De las muchas historias que se han narrado acerca de esta solitaria casa en su valle de páramos, la más notable es indudablemente una que data de mucho antes de la época del gobernador Jón, y puede que no esté fuera de lugar recordarla para satisfacción de las personas que no han viajado por los terrenos llanos situados junto al río, donde los siglos yacen lado a lado en senderos igualmente invadidos por la maleza, recorridos por los caballos de tiempos pasados; o para la de los que puedan desear hacer una visita al antiguo solar de la colina enclavada en los marjales mientras recorren el valle. No puede haber sido más tarde que a fines del ministerio del obispo Guobrandur cuando cierta pareja arrendó Albogastaoir del Páramo. El nombre del esposo no ha quedado registrado, pero la esposa se llamaba Gunnvör o Guovör y era una mujer de natural sumamente violento, con la reputación de ser versada en las ciencias ocultas y de poseer la capacidad de cambiar de forma. Su esposo, que parece haber sido el más cobarde de los seres, gozaba de muy poca libertad, ya que estaba por completo bajo el dominio de ella. Por de pronto no prosperaron mucho con su labor agrícola, y pocas, por cierto, eran las personas que tenían que les ayudaran. La leyenda dice que la mujer, debido a la pobreza en que vivían y a la abundante progenie, obligó a su marido a llevar a sus hijos al desierto y a dejarlos allí para que muriesen. El hombre puso a algunos bajo rocas planas, en la montaña; sus gemidos pueden escucharse todavía en primavera, cuando la nieve comienza a fundirse. A otros los ató con piedras y los arrojó al lago, en donde sus lloros pueden oírse a la luz de la luna a mitad del invierno, especialmente durante una helada o una tormenta.

* En el calendario tradicional islandés, mes que comienza en la segunda mitad de enero.

Foto: www.wikiwand.com

Gente independiente
(fragmento II de novela)

Halldór Laxness

Lenta, lentamente, el día de invierno abre su
ojo boreal.

Desde el momento en que da su primer
parpadeo soñoliento, hasta el instante en que
sus párpados plomizos han quedado
completamente abiertos, no pasa solamente
una hora tras otra. No, una era sigue a otra
era a través de las inconmensurables
extensiones de la mañana, un mundo sigue
a otro como, en las visiones de un ciego, un
realidad sigue a otra y desaparece… La luz
se hace más intensa. Tan distante es el día
de invierno en su propia mañana. Incluso su
mañana es distante de sí misma. El primer
leve resplandor del horizonte y la total
luminosidad que hiere la ventana son como
dos comienzos distintos, dos puntos de
partida. Y puesto que incluso el alba esta
mañana es distante, ¿qué será su noche? La mañana, el mediodía y la tarde están tan alejados entre sí como los países que soñamos con ver cuando seamos mayores. La noche es tan remota e irreal como la muerte, de la que se habló ayer al hijo más joven, como la muerte que arrebata a los chiquillos del brazo de las madres y hace que el sacerdote los entierre en el cementerio de la pedanía; como la muerte de la que nadie regresa, como en los cuentos de la abuela; como la muerte también nos llamará a nosotros cuando seamos tan viejos que hayamos vuelto a ser niños.
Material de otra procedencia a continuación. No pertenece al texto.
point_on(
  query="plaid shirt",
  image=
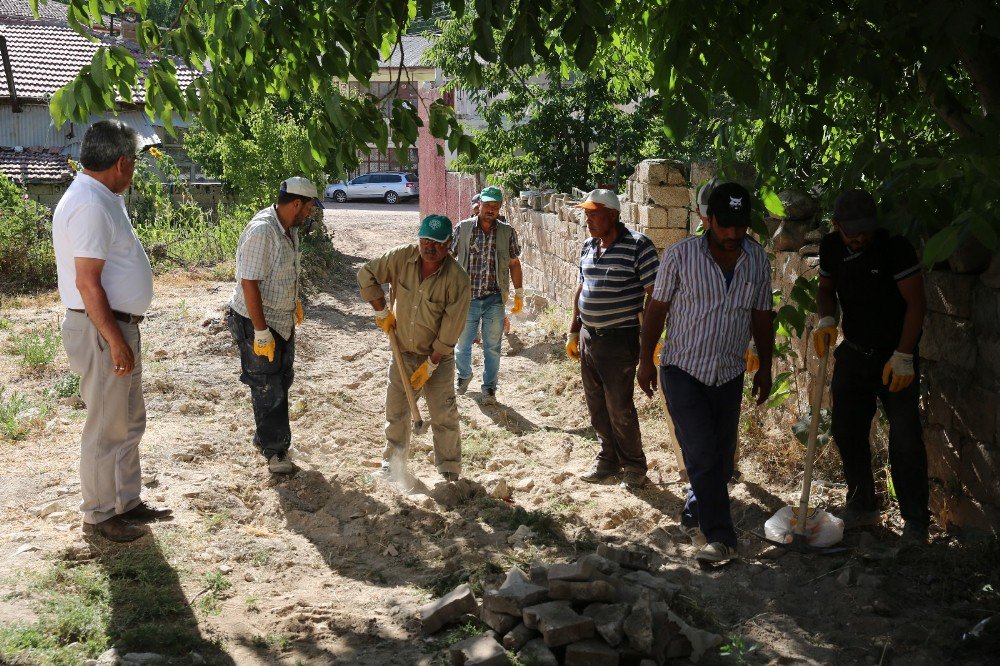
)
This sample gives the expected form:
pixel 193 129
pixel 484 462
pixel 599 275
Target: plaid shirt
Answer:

–Entonces, ¿sólo mueren los chicos? –preguntó él.

¿Por qué lo preguntó?

Porque ayer su padre se había dirigido a las fincas con el niñito que murió. Se lo llevó en una caja, sobre la espalda, para que lo enterraran el sacerdote y el alcalde. El cura abre un hoyo en el cementerio de la pedanía y entona una canción.

–¿Y yo volveré a ser niño otra vez–preguntó el chiquillo de siete años.

Y su madre, que le había cantado notables canciones y hablado de países extranjeros, respondió débilmente desde el lecho de enferma en que yacía:

–Cuando uno se hace muy viejo, torna a ser como un chiquillo otra vez.

–¿Y muere? –preguntó el niño.

En su pecho se cortó una cuerda, una de esas delicadas cuerdas de la niñez que se rompen antes de que se haya tenido tiempo de advertir que son capaces de resonar. Y las cuerdas no suenan más. En adelante no son más que un recuerdo de días increíbles.